Aku melongok ke sisi lain pagar rumahku. Kulihat sesosok gadis sedang duduk santai sambil membaca sebuah novel. Aku terus memandanginya, hingga ia juga balik memandangku.
“Hai,” sapaku dengan nada usil. Dia hanya menatapku tajam sejenak dan lanjut membaca novelnya.
Namanya Chane. Dia berumur delapan tahun, setahun lebih muda dariku. Dan dia gemar membaca novel yang tidak seharusnya. Contohnya Lolita, novel yang sedang dibacanya. Dan kurasa itu novel favoritnya.
“Chane,” panggilku. Tapi gadis itu mengacuhkanku.
Ah baiklah. Aku menyerah. Aku melangkah masuk ke dalam rumah.
.
.
“Chane,” panggilku sambil mencolek lengannya saat kami berjalan pulang.
“Hentikan. Kau mau aku menghabisimu di sini?” desis Chane tanpa melepaskan pandangannya dari buku yang dibacanya. Dan itulah alasan aku di sini, di sampingnya, pulang bersamanya. Aku mendapat kehormatan untuk menjaganya karena dia mulai punya kebiasaan baru sejak dua tahun lalu, saat kami masuk sekolah menengah pertama. Selalu membaca buku saat berjalan pulang dari sekolah. Ibunya khawatir, dan menyuruhku menemaninya.
Kuamati wajah serius itu. kurasa dia mulai memasuki dunianya sendiri.
“Chane, berhenti,” ujarku saat Chane terus saja berjalan padahal lampu sedang hijau.
Chane sedikit gelagapan, namun tak bertahan lama. Ia kembali larut dalam khayalannya sendiri.
.
.
“Heh, kembalikan bukuku!!” jerit Chane saat aku mengambil novel yang sedang dibacanya.
“Apa ini? Harlequin? Memangnya anak empat belas tahun sepertimu sudah diperbolehkan membaca novel dewasa seperti ini?” kataku usil sambil membolak-balik halaman-halaman di buku itu.
“Bill, kembalikan atau aku akan laporkan pada ibumu kalau kau melakukan hal tak senonoh padaku!” ancam Chane, tangannya mengepal erat seakan ingin meninju perutku. Seperti beberapa hari lalu.
Aku menjulurkan lidahku, “Tidak akan. Akan kuberitahu ibumu kalau kau beli novel harlequin,” ganti aku yang mengancamnya. Karena aku tahu, ibu Chane tidak akan memperbolehkan anaknya membeli novel semacam itu.
Seketika wajah Chane langsung berubah saat mendengar ancamanku. “Tidak,” lirihnya seakan ia sedang depresi, “Jangan laporkan pada Mom. Aku mohon,” pintanya sambil menatapku penuh pengharapan. Aku tertawa kecil.
“Pada akhirnya, tetap Bill Jason Kingsleigh yang menang. Hehehe,” ujarku bangga, lalu menyodorkan novel yang kupegang pada Chane.
“Kau tahu aku tak akan pernah berani menghadap ibumu,” ujarku.
Chane menghembuskan napas lega. Tak berani menatapku, dia hanya menunduk.
“Terima kasih,” ujarnya super pelan, tapi aku masih bisa mendengarnya. Tunggu. Seorang Chane, berterima kasih? Kurasa ini waktu yang tepat.

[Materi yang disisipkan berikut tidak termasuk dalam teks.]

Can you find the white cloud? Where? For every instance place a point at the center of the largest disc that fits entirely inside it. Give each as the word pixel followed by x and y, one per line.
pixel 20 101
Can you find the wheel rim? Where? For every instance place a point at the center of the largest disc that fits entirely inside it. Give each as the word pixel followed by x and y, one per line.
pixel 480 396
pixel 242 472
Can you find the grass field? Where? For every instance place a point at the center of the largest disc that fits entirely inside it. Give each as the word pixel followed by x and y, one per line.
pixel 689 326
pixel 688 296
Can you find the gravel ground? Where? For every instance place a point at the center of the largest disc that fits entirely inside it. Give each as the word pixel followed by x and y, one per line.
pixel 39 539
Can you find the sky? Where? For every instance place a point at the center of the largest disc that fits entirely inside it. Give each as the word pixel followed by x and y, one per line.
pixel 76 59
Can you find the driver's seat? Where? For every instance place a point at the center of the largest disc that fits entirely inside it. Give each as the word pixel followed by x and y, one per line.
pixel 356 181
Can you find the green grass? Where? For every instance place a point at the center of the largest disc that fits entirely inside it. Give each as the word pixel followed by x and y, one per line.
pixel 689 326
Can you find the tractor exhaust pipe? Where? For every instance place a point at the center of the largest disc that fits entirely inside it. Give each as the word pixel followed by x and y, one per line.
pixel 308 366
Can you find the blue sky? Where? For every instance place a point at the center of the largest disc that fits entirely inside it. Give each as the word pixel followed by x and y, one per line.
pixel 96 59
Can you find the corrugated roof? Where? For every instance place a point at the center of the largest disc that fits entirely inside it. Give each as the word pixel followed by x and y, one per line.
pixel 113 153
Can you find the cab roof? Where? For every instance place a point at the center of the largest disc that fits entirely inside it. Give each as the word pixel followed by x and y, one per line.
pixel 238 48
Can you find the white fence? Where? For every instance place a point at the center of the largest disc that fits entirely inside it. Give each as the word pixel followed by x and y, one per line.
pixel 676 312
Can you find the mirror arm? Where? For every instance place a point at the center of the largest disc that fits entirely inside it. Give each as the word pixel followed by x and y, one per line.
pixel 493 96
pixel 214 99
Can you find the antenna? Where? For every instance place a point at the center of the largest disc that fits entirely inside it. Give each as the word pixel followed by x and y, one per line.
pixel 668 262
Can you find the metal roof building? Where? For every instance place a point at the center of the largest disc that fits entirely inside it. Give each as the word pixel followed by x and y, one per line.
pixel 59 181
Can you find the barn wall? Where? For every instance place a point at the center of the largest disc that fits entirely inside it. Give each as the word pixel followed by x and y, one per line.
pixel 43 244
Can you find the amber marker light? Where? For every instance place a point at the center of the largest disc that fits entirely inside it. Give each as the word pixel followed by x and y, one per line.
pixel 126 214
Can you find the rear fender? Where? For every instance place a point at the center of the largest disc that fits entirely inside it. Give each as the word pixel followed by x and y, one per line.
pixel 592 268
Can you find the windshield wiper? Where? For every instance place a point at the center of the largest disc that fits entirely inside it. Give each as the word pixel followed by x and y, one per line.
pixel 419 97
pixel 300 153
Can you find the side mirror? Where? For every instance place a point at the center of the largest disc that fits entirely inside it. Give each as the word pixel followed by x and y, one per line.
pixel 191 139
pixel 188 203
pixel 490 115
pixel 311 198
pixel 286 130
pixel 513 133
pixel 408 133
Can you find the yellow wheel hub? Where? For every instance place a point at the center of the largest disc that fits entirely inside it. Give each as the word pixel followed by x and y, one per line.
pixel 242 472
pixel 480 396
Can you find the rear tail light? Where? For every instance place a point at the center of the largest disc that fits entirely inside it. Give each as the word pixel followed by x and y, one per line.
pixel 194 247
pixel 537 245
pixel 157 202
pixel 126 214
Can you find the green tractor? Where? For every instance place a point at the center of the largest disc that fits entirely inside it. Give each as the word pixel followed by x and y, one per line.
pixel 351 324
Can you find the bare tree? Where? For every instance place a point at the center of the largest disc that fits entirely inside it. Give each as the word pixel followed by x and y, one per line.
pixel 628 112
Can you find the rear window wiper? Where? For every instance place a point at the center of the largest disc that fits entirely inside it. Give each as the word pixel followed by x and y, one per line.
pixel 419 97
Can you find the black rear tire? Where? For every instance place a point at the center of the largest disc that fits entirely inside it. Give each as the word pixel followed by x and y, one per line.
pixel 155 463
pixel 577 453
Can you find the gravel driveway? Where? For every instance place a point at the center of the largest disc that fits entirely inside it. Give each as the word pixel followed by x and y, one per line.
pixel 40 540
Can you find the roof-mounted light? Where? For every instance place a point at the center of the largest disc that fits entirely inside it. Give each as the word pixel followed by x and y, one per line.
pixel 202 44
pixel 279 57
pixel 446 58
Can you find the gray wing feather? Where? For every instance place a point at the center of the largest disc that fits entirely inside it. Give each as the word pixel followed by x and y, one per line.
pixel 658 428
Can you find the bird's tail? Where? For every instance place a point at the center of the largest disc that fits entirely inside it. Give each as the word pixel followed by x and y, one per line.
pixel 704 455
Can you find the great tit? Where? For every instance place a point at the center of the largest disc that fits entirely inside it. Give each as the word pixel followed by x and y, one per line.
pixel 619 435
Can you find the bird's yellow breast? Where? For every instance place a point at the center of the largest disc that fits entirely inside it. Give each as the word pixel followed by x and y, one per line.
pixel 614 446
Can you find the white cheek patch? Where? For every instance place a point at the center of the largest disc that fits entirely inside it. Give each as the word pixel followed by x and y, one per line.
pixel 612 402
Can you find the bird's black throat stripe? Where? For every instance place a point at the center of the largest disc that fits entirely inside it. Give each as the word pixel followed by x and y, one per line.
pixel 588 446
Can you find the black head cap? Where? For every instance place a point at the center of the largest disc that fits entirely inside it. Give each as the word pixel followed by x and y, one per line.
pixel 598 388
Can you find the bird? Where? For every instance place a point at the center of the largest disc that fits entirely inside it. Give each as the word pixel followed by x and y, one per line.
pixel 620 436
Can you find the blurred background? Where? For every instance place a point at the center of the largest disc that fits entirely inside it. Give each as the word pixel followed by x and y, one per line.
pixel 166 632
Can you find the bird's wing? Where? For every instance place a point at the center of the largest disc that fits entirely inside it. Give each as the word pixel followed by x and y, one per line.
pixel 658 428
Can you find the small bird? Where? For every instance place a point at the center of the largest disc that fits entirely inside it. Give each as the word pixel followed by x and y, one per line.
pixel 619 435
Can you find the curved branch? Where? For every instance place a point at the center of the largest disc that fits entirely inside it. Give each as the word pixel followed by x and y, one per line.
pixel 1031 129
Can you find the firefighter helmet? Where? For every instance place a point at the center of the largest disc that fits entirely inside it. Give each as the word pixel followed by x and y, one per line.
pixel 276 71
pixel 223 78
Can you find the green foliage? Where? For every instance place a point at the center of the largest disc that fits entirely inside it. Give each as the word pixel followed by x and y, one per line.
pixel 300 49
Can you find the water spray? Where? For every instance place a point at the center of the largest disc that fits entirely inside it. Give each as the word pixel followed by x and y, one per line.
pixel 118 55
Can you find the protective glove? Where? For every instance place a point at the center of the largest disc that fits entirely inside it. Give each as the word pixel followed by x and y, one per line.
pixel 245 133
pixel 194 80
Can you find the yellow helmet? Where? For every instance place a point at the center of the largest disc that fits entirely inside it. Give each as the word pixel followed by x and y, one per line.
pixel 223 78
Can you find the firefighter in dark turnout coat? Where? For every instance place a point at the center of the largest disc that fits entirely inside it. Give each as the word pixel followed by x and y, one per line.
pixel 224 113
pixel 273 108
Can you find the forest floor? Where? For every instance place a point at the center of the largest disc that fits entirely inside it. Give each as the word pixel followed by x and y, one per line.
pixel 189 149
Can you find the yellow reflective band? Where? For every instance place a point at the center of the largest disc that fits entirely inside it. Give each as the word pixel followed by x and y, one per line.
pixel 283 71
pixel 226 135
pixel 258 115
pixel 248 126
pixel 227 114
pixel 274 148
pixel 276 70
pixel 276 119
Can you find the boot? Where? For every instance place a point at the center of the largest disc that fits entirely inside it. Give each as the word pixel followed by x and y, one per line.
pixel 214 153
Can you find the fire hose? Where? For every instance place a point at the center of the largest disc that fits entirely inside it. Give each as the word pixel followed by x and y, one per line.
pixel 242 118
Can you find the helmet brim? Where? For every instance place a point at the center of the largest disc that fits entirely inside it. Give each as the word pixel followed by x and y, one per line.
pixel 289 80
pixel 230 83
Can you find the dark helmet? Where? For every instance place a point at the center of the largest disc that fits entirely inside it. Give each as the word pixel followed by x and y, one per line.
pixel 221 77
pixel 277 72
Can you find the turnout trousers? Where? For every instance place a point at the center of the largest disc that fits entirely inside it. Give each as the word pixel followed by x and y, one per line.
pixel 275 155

“Kau mengatakan sesuatu, Chane?” ujarku, dengan menyiratkan sedikit nada usil. Dan yap! Prediksiku benar.
Wajah Chane berubah menjadi merah padam. “A-ah, tidak. Aku tidak mengatakan apa-apa,” ujarnya gugup, sambil menutupi mulutnya dengan punggung tangan kanannya.
Aku, sekali lagi, tersenyum usil. “Baiklah. Sama-sama, Chane.”Hohoho! Wajah Chane semakin merah, “Jadi kau mendengarnya?” lirihnya kebingungan. Aku tertawa puas, dan Chane memukul punggungku.
“Di-diam kau, Bill Kingsleigh!” jeritnya dengan wajah yang masih merah.